Ergebnisse: Bei allen Tieren konnte das Vollbild einer systemischen Karzinomerkrankung mit Kachexie induziert werden, zum Teil mit lymphogenen und hämatogenen Metastasen. Ca. 60% aller Tiere entwickelten eine Tumorzelldissemination in das periphere Blut und/oder ins Knochenmark. Nach Therapie mit dem AK PM-2 waren in der Versuchsgruppe nur bei 35% der Tiere eine Tumorzelldissemination ins Knochenmark nachweisbar gegenüber 70% der Tiere der Kontrollgruppe (p=0,056). Es konnte zudem eine signifikante Reduktion einer synchronen Tumorzelldissemination in Knochenmark und Blut innerhalb der Therapiegruppe (3/20 Tieren) gegenüber der Kontrollgruppe nachgewiesen werden (10/20 Tieren; p= 0,0407).

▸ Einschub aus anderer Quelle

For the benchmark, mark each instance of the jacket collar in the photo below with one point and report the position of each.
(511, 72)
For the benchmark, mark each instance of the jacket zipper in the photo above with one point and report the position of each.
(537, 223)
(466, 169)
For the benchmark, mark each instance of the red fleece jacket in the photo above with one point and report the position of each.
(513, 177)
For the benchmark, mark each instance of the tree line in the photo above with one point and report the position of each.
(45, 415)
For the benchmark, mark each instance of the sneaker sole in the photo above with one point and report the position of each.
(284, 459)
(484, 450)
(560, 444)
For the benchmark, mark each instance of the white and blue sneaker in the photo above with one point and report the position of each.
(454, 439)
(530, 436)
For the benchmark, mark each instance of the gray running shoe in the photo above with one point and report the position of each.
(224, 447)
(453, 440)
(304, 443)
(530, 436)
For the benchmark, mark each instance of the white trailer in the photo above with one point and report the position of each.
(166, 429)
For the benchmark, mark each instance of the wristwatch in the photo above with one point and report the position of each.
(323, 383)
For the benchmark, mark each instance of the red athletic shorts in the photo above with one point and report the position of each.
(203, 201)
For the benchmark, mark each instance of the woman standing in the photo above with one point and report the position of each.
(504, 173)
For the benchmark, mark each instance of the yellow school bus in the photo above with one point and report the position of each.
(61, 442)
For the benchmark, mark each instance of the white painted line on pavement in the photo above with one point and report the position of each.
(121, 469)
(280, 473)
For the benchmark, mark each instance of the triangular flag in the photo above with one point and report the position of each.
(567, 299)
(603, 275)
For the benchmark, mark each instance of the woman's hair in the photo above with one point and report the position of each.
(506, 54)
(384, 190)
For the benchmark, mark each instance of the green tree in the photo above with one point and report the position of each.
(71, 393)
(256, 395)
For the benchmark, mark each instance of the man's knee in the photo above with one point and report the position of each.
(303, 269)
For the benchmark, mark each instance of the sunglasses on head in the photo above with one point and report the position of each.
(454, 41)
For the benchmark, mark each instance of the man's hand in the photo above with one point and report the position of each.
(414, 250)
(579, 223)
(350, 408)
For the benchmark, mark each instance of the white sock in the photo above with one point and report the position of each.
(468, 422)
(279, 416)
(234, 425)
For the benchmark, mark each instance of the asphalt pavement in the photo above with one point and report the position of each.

Schlussfolgerung: Durch Therapie mit dem monoklonalen, humanen Antikörper PM-2 konnte erstmals in einem etablierten Tiermodell eine signifikante Reduktion disseminierter Tumorzellen im Knochenmark und Blut erreicht werden. Durch die prinzipielle Therapierbarkeit der minimalen Tumorerkrankung mit neuen monoklonalen Antikörpern kann möglicherweise zukünftig die schlechte Prognose von Patienten mit Magenkarzinomen verbessert werden.